By Tanmay Gupta, Ryan Marten, Aniruddha Kembhavi, and Derek Hoiem

This repository provides various tools and resources for evaluating vision and vision-language models on the GRIT benchmark. Specifically, we include:

  • Scripts to download the ablation and test set samples (images, annoations, additive distortion maps)
  • Script to create distorted images
  • Description and implementation of evaluation metrics
  • Instructions for submitting predictions and analyzing performance on the leaderboard
  • Utility functions for reading and visualizing sample inputs and predictions

GRIT Tasks

GRIT includes 7 tasks. The following shows example inputs and outputs for each task:

Install dependencies

conda create -n grit python=3.9 -y
conda activate grit
pip install -r requirements.txt

Configuration

We use Hydra to specify configuration parameters. You will need to specify in configs/prjpaths/default.yaml:

  • data_dir: path to the directory where you want to download GRIT data
  • output_dir: path to the directory where you want to save output logs

Setup data

  1. Download samples, images, and additive distortion maps
bash download.sh   
  1. Create distorted images
python -m generate_distortions

Note: ScanNet requires extra steps to download, which are documented in download/scannet_download_instructions.md

Note: You may control which datasets to download images from with the datasets_to_download parameter and which tasks to generate distorted images for with the tasks_to_distort parameter in configs/default.yaml. The defaults include all possible values.

Input data format

Once downloaded, the GRIT evaluation data should look as follows:

GRIT/
|--images/                                  # contains images used in all tasks from various sources
|--distortions/                             # contains distortion delta maps
|--output_options/                          # contains answer option candidates for categorization
|  |--coco_categories.json
|  |--nyuv2_categories.json
|  |--open_images_categories.json
|--samples/                             
|  |--ablation/                             # contains ablation samples for each task 
|  |  |--categorization.json
|  |  |--localization.json
|  |  |--vqa.json
|  |  |--refexp.json
|  |  |--segmentation.json
|  |  |--keypoint.json
|  |  |--normal.json
|  |--test/                                 # contains test samples for each task (similar to ablation/)
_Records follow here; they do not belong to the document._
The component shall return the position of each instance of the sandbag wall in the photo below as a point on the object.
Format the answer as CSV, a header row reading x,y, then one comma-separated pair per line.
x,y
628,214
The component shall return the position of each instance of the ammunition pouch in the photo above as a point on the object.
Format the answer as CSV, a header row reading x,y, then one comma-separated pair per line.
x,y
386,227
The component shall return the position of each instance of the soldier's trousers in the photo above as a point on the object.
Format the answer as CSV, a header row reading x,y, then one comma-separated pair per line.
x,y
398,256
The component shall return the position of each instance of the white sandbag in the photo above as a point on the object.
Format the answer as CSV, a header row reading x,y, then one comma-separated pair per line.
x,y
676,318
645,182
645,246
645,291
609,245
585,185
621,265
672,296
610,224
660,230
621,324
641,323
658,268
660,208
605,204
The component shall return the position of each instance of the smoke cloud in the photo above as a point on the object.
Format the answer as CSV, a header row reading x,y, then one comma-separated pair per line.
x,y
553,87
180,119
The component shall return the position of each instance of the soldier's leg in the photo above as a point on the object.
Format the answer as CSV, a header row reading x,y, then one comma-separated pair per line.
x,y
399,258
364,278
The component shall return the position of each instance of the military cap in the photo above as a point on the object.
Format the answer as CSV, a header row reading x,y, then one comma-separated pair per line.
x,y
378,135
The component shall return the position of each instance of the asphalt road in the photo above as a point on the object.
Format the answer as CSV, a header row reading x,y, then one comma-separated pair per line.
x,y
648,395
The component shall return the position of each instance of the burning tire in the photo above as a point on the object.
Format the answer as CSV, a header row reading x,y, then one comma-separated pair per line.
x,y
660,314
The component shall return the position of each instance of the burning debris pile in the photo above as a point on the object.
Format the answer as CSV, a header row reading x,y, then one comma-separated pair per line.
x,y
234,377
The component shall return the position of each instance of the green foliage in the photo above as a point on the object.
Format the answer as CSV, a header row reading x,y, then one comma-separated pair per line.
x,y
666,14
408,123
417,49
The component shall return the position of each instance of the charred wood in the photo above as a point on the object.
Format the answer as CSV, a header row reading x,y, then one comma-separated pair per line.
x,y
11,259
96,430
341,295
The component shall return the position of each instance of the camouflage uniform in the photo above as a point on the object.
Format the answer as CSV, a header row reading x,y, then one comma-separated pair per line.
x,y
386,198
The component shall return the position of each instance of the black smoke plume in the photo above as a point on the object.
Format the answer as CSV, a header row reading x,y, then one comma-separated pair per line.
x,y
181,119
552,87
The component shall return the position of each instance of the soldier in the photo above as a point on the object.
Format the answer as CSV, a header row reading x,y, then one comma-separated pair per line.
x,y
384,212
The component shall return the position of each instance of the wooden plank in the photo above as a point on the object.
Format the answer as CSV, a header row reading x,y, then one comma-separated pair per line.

Each of the seven tasks in GRIT require slightly different inputs and outputs. However, the tasks samples are stored in a json format following a consistent schema across tasks. Specifically, each json is a list of dicts with the following keys and values.

[
    {
        "example_id"     : str              # unique sample identifier 
        "image_id"       : str              # relative path to input image
        "task_name"      : str              # specifies the task such as "vqa", "refexp"
        "task_query"     : str              # object category, question, referring expressions, or null 
        "task_bbox"      : [x1,y1,x2,y2]    # input box coordinates for categorization task or null
        "output_options" : str              # answer options to select from e.g "coco_categories" or null
    }
]

GRIT Leaderboards

GRIT provides the following 4 leaderboards depending on the evaluation subset (ablation or test) and training data restrictions (restricted or unrestricted):

Submission format

Please follow the submission instructions in submission_format.md.

Scoring

In GRIT, various measures are computed per sample and aggregated across a subset of data points depending on the concept group, partition, and task of interest.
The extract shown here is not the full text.